I can't explain it. You have to live with a dog like this and experience it. That's where the liability lies. I take that very seriously.

It will be interesting to see what happens when she goes into heat and after that it's over. I will keep everyone posted.


----------



## Lee H Sternberg

I'm getting ready to work on the dog aggression this little bitch displays any time another dog gets within 20 feet of us.

I plan on standing outside our local pet stores that have lots of dog traffic on weekends.

My desire is to be able to pass close by other animals without mine lighting up like a firecracker.

I have control with "watch me" and obedience until we get within approx. 20 feet. After that all hell breaks loose.

She is a year old now so I think it's time tackle this issue.

My first inclination is to use a ecollar. I have one on her when we are in public in case she tries to get stupid with any pedestrians. She is very responsive to the ecollar pager unless it comes to another close by dog. It's the same thing with obedience exercises. I don't have issues any more instructing her to sit or down next to another person but all bets are off with another dog that invades her space.

I can't set myself up staging a planned encounter with another dog. I already tried that and she is wise to it. I had a trainer bring out 3 different dogs.
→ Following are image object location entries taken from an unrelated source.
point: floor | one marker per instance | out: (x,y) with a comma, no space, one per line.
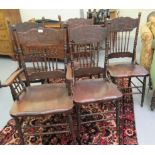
(145,122)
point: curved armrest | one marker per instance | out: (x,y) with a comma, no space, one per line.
(12,77)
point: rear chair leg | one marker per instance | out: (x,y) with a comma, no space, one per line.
(118,120)
(78,123)
(143,91)
(18,126)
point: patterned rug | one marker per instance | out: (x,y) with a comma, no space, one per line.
(101,133)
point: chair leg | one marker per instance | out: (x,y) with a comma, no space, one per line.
(129,82)
(70,121)
(78,108)
(153,101)
(118,120)
(143,91)
(18,126)
(150,83)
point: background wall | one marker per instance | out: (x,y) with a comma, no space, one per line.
(27,14)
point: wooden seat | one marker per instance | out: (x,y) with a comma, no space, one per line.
(38,100)
(92,90)
(122,38)
(42,99)
(127,70)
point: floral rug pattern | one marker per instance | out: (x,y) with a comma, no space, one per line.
(101,133)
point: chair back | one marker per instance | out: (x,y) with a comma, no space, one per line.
(85,50)
(122,37)
(43,64)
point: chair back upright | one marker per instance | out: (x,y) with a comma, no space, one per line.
(122,37)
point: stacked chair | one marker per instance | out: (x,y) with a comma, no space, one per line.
(88,77)
(84,54)
(45,99)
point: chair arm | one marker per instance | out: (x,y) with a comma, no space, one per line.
(12,77)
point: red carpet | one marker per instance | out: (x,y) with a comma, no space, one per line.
(103,133)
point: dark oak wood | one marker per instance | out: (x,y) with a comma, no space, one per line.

She sensed what was taking place and we couldn't gets a reaction after the first time.

So I feel I have to go with "chance" encounters. My gut feel is I might be able to fix this with a few reasonably strong stims.

Does anyone have additional thoughts on this aggravating problem.


----------



## Selena van Leeuwen

It's all in the package....it is part of her personality, why work on it?

I have 7 of these dogs, you gotta love them :mrgreen: It means to have eyes everywhere with strange dogs or people, knowing your dogs and their body language and good ob. It also means you can't take them to town of dogparcs or such. If I have would wanted that I get a pug or a lab retriever (not meaning to be offensive to the lab or pug owners).


----------



## Lee H Sternberg

Selena van Leeuwen said:


> It's all in the package....it is part of her personality, why work on it?
> 
> I have 7 of these dogs, you gotta love them :mrgreen: It means to have eyes everywhere with strange dogs or people, knowing your dogs and their body language and good ob. It also means you can't take them to town of dogparcs or such. If I have would wanted that I get a pug or a lab retriever (not meaning to be offensive to the lab or pug owners).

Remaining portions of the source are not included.